Approximately 200 TSA employees and retirees were on hand as officials from the TSA team at Philadelphia International Airport (PHL) commemorated the 20th anniversary of the federalization of the airport.
Roughly 900 TSA employees work at PHL today, and 137 of them have been with the agency for all 20 years. The 20-year employees and a handful of recent retirees were honored at the event as TSA leadership presented them with plaques and lapel pins to commemorate their years of service.
“From our initial federalization as a TSA airport on September 10, 2002, until the present moment, our TSA team here at Philadelphia has been focused on our mission with the thoughts of those who were murdered by the terrorists 20 years ago, imprinted in our minds,” said PHL Federal Security Director Gerardo Spero. “We are dedicated to our jobs so there is not another catastrophic 9/11-type event.”
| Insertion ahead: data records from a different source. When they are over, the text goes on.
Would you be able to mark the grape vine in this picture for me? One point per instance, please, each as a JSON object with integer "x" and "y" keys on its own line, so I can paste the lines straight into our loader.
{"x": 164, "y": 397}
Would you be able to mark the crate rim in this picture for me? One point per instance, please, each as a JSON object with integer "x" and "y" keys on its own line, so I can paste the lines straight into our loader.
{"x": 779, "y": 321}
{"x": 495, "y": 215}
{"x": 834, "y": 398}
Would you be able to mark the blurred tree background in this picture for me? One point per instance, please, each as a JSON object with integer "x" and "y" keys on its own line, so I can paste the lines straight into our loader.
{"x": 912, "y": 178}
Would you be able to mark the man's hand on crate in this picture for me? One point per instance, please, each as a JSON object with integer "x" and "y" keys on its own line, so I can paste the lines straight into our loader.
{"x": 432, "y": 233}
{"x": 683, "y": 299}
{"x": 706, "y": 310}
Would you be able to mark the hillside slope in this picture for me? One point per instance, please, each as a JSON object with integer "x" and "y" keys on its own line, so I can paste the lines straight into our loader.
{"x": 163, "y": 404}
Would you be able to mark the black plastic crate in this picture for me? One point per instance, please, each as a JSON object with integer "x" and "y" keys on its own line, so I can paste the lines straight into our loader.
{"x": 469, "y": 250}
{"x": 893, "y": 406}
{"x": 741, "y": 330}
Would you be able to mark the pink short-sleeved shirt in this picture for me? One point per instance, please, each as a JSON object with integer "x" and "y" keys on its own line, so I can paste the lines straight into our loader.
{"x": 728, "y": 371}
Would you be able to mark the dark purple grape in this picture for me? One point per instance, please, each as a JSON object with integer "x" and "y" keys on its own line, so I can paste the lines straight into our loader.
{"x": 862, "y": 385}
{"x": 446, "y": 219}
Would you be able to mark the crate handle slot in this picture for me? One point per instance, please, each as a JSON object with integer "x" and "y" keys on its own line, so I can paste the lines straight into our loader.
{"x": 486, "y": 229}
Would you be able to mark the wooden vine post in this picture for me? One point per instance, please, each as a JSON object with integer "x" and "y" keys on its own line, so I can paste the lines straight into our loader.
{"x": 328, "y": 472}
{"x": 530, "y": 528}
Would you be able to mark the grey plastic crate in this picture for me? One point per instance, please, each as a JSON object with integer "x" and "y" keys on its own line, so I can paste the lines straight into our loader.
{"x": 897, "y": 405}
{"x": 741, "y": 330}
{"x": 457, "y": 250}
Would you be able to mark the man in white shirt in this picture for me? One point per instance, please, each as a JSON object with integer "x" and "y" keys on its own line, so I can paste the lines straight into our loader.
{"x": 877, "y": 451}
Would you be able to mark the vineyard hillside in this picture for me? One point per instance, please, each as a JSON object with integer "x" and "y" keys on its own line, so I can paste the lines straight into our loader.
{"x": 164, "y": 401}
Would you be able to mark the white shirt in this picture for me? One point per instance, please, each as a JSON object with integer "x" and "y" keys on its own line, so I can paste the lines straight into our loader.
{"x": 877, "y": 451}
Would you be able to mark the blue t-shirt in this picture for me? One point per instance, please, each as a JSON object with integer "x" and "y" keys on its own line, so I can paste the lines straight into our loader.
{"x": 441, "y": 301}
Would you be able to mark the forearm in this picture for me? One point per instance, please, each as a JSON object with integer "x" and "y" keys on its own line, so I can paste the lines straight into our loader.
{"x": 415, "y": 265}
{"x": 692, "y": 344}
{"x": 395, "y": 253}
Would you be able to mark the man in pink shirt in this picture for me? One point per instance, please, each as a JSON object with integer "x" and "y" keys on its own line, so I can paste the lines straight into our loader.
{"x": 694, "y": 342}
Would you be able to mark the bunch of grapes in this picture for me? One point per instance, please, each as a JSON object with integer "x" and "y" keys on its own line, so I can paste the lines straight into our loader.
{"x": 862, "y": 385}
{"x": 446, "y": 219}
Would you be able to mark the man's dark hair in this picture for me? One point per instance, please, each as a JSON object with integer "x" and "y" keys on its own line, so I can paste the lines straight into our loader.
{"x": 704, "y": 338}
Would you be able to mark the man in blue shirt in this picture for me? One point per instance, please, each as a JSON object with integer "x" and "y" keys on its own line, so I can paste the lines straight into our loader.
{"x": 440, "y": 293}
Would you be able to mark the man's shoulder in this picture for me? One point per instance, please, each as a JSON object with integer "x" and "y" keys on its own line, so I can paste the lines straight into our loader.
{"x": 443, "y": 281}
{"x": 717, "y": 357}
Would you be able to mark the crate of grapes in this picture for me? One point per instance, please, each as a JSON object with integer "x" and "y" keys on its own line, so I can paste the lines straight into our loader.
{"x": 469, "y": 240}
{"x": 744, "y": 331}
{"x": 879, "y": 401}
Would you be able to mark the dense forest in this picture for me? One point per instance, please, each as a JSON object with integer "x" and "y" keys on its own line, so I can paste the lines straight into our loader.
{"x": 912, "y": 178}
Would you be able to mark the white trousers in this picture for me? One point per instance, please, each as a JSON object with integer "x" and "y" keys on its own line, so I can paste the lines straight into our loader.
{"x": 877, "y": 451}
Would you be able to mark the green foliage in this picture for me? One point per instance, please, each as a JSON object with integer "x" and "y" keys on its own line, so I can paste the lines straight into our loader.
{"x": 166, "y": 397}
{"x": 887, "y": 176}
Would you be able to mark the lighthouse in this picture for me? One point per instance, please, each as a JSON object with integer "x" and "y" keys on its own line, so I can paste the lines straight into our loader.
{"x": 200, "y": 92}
Spero added, “In the early days, our airport team had no standard operating procedures, no computers and no cellphones. Our busiest day was July 1, 2005, when we screened 54,571 people at our checkpoints. The slowest day for us was on Jan. 23, 2016, when we screened only 160 people when more than 22 inches of snow fell at the airport.”
He said during the last 20 years, TSA officers at PHL have stopped more than 1,000 guns at the airport’s checkpoints.
The TSA team at PHL has screened more than 250 million people. “That is one quarter of a billion people,” Spero pointed out. “That also means roughly 500 million carry-on bags and millions of checked bags, but the most important fact is we’ve been 100% successful in carrying out our mission, and we couldn’t have done that without the first classes of folks who answered the call to duty 20 years ago.”
Nearly 4,700 employees have been “part of our TSA family at Philadelphia, but only 137 have been here from the beginning and are still here today,” Spero noted. He singled out Victoria Bunker, “who was our very first TSA employee.”
Bunker was one of the first TSA employees who started at Baltimore/Washington International Thurgood Marshall Airport (BWI) as a member of the mobile screening force and ended up in Philadelphia. Currently a human resources specialist at PHL, she remembers that during TSA’s earliest days, the airport had very few women screeners. “We did a lot of walking” throughout the airport to get to where they were needed.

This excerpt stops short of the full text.